Ingest Biographical Data

In this guide we will ingest a set of people from Wikidata: people who have studied at one or more of the institutes that were ingested in the guide 'Ingest Geographical Data'. The most straightforward way to do this is by running two separate queries. One query establishes a list of unique people who have studied at one of the aforementioned institutes. Another query will produce a list of links between the selected people and the respective institutes. This two-step approach ensures that no doubling occurs when ingesting people who have studied at multiple institutes.

When you have completed the actions described in this guide as well as those described in the guide 'Ingest Geographical Data', you have created a relational dataset in nodegoat based on three SPARQL queries and spanning two Object Types. This will often be the case when you want to explore heterogeneous data: to be able to work with the data you need to go over a couple of steps to get it in the right shape. This process requires conceptual effort ('What data do I need to answer my question?') as well as experimentation ('What data does this specific endpoint have and how is the output formulated?').

Model  

To store this data we need an Object Type that allows us to store people who have a Sub-Object that can express multiple education relationships situated in time and space. You can do this by expanding the data model created in the guide 'Create your first Object Type', or by following the steps below.

To make an Object Type for people, go to Model and go to the tab 'Object Types'. Click 'Add Object Type'. Enter the name of this Type in the 'Name' field: 'Person'.

Uncheck the 'Fixed Field' and 'In Overviews' options for the Object Name, as we will generate the Object Name based on Object Descriptions.   Read the guide on creating your first Object Type to learn more about these settings.

Specify two Object Description and name them 'Full Name' and 'URI'. The 'Full Name' Object Description will host the label of each person provided by Wikidata. The 'URI' Object description allows you to add a reference to the source of the data.

For the 'Full Name' Object Description: keep the value type set to 'String'.   Check the checkbox 'Name', 'Quick Search', and 'Overview'. With these settings in place, the value of this Object Description will be used as the Object Name, the data stored in this Object Description will be used in Quick Search actions, and the data will be shown in the overview of Objects.  

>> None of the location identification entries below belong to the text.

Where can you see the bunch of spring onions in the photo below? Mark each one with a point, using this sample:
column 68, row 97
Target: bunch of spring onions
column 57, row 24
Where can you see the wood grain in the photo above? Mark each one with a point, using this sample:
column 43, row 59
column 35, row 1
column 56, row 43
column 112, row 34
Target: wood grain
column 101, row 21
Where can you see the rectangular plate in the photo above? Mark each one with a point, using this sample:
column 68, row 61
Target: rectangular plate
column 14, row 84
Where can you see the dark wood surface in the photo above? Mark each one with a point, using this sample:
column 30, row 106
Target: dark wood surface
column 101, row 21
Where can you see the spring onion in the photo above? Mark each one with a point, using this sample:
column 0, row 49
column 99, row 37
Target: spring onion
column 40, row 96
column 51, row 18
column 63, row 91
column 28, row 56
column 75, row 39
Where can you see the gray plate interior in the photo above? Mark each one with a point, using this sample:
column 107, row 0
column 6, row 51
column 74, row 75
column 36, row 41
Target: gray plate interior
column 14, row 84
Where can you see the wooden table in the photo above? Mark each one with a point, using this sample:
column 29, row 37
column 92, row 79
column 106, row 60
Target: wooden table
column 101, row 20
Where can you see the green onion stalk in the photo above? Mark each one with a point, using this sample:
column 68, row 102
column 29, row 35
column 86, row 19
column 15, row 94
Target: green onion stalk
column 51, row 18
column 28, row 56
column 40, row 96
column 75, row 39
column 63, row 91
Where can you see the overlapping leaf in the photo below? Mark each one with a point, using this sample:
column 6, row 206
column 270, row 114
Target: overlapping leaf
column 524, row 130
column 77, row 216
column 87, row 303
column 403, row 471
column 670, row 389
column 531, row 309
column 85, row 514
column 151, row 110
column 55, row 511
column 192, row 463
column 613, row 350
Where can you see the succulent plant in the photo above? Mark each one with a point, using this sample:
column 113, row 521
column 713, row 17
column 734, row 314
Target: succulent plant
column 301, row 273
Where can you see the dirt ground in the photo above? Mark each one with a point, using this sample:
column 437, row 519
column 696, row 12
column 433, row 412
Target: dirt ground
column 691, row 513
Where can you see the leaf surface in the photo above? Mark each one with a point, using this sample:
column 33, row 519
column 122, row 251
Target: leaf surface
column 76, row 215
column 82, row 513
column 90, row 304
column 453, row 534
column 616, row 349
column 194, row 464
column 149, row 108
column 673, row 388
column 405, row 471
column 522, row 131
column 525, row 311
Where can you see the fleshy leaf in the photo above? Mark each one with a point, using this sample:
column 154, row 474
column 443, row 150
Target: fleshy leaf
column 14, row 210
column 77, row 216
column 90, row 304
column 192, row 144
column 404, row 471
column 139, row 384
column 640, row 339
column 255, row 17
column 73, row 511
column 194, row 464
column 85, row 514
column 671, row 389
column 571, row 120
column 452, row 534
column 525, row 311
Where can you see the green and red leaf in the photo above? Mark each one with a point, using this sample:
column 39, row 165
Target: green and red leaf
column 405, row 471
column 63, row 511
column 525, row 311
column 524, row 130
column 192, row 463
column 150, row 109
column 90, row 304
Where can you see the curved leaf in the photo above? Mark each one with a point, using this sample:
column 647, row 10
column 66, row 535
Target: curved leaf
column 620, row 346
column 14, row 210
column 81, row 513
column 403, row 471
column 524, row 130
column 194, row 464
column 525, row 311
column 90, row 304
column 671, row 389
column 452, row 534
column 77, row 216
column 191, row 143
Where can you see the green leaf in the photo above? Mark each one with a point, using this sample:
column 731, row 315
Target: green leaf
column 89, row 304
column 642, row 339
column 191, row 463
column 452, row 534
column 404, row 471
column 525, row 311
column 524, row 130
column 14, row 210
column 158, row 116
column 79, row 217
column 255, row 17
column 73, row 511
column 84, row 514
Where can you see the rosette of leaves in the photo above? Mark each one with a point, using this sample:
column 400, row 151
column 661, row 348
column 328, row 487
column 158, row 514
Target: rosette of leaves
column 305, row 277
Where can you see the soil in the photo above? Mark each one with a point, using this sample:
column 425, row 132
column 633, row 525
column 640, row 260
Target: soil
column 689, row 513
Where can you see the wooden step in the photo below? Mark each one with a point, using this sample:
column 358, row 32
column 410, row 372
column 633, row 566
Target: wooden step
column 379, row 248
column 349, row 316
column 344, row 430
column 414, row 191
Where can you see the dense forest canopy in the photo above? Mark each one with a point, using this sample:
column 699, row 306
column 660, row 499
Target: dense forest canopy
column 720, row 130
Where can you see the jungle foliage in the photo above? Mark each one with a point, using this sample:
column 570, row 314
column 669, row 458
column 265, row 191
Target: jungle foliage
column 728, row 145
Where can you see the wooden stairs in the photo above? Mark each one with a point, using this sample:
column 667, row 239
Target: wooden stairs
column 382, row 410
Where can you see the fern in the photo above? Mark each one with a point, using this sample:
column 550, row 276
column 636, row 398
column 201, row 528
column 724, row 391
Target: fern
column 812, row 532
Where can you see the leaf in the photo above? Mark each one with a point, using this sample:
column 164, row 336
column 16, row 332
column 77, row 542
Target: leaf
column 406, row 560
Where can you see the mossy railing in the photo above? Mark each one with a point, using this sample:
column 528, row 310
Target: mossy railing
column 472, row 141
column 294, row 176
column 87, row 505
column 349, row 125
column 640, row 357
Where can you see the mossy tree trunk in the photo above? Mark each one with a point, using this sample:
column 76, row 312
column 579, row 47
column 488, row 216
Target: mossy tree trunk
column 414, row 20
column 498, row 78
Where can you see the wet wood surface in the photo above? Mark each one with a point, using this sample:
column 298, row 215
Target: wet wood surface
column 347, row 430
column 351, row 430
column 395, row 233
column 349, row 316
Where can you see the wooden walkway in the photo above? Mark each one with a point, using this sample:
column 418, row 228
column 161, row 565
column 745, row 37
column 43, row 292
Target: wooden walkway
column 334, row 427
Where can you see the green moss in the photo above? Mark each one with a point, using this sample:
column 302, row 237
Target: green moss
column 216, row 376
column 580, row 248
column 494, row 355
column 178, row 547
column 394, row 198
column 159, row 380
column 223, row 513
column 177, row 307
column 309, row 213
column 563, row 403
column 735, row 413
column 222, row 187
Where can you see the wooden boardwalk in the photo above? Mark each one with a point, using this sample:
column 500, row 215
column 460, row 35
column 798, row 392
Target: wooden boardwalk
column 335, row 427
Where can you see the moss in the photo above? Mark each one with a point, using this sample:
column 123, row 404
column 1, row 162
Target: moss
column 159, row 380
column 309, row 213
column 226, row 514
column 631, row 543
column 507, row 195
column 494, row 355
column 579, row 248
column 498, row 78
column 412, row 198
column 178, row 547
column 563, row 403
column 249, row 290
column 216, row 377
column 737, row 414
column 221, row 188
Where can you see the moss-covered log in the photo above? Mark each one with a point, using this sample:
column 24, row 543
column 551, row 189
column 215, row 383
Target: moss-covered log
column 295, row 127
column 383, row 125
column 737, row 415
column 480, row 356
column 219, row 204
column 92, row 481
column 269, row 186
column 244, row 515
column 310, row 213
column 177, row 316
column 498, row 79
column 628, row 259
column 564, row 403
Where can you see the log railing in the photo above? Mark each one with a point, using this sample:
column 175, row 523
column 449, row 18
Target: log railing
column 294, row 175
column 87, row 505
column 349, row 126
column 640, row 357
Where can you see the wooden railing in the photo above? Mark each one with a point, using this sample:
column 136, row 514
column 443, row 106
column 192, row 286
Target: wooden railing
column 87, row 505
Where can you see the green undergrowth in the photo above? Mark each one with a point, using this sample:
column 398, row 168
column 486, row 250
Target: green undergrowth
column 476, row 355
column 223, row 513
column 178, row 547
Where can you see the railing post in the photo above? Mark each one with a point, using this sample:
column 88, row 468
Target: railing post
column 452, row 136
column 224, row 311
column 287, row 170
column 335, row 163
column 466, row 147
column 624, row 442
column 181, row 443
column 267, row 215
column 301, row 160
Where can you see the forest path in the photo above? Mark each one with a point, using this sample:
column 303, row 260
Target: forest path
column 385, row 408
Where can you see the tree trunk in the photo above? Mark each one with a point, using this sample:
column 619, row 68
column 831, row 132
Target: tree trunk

For the 'URI' Object Description: use the drop-down menu to set the value type of this Object Description to 'External'.   Check the checkbox 'Quick Search' and 'Overview'. With these settings in place, the data stored in this Object Description will be used in Quick Search actions, and the data will be shown in the overview of Objects.  

Switch to the tab 'Sub-Object' to define a Sub-Object. Call the Sub-Object something like 'Education'. Set the date option to 'Period'.  

Open the tab 'Location' to specify the default location value of this Sub-Object. The location will be provided by the latitude and longitude values stored in the Object Type 'Institute'. We will make a reference to this Object Type so we can re-use these values. Set the default location value to 'Reference' and select the Object Type 'Institute' and Sub-Object 'Location'.  

Click 'Save Type' to save your Object Type.

Optional References  

The data model is now able to host all incoming data. We can add an additional reference so we can easily explore links between people and institutes. To do this, click the blue 'edit' button at the Type 'Person', go to the tab Sub-Objects, and open the tab 'Descriptions'. Add a Sub-Object Description with the name 'Institute'. Set the value type to 'Reference: Object Type' and select the Object Type 'Institute'.

Click 'Save Type' to save your Object Type.

Even though this Object Type is now ready to be used, we will edit it one more time to enable re-usage of data. To do this, click the blue 'edit' button at the Object Type 'Person' an go to the tab Sub-Objects. Open the tab 'Location' to and change the default location value to 'Reference Only'. Check the checkboxes next to the selected Object Type and Sub-Object ('Lock this part of the location reference at Object level.'). A new 'Source' option will appear. Select 'Sub-Object Description' and select 'Institute'. With these settings in place, you only need to select the Institute once and it will be used both for the Reference in the Sub-Object Descriptions as well as for the Location Reference.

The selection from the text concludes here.